Arranging to speak with one of the leading professional investment services like Prime Wealth Advisors would be an excellent move and what is more, they will also help you to set targets and goals to save for vacations and other larger purchases.
Failing to Recognize the Rising Cost of Living
Another common issue many retirees face once they have been enjoying a couple of years or more of being footloose and fancy-free is that they simply underestimate the general cost of living and indeed, fail to take into account that everything generally becomes more expensive over time.
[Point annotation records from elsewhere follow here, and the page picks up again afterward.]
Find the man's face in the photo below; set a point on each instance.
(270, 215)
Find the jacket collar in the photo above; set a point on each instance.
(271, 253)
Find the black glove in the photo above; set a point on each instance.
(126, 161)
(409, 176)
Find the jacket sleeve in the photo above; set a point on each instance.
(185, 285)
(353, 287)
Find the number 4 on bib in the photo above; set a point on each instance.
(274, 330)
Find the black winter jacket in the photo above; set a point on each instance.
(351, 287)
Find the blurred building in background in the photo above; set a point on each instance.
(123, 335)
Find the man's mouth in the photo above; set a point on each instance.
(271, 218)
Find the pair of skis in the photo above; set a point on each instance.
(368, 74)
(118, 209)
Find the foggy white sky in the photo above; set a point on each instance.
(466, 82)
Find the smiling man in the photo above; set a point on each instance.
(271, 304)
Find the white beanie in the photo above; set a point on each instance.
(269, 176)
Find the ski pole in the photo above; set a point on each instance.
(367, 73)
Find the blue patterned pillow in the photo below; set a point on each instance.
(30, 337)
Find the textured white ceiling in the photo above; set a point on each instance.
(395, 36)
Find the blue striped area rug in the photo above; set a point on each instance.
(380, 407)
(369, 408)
Even if your bank balance is looking healthy a couple of years into retirement, although nobody would suggest you be frugal and deny yourself new experiences, be sure to take into consideration that this amount of money, together with your monthly pension and any other income, is to last you for life.
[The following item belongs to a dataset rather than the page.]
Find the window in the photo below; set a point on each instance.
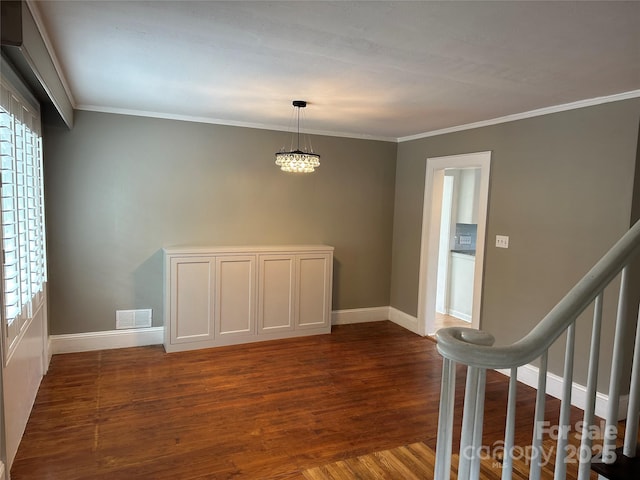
(23, 235)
Falling Prey to Online Scams
There are, undeniably, a great many advantages to the invention of and, indeed, the virtual takeover of the internet.
However, there are now new, sophisticated and impressively clever cybercriminals online who are lurking in the shadows of the internet, ready to steal your hard-earned money.
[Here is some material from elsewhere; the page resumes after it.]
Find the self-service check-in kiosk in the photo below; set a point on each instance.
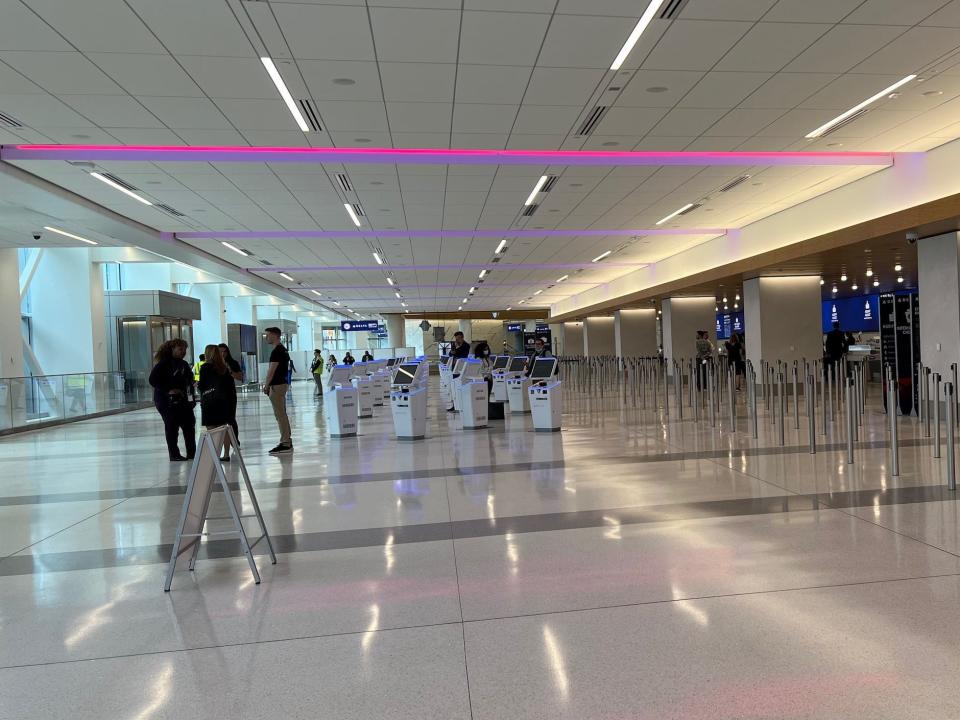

You should immediately reject any type of unsolicited investment-related content and consult online and governmental advice on what scams are currently popular. Don’t let the scammers fool you!
Overpaying on Tax
Unfortunately, retirees are generally absolutely bombarded by offers of financial aid or investment plans by companies, either through the mail, online, or, more likely, a combination of both.
There are different options in terms of how you choose to take your pension money, be that in a lump sum (whereby approximately seventy-five percent is taxable) or staging the income so you finish up paying less tax overall.
Not Being Fully Prepared
As previously touched upon, your retirement years are the time to truly enjoy the life you have worked so hard to create for yourself throughout your professional journey and having worked that hard for so long, it is important to plan ahead.
Even once you are officially retired, you still need to prepare, learn everything there is to know about any investments you may have, keep your eye on the interest rates of your different bank accounts and keep records of every smaller and larger spend.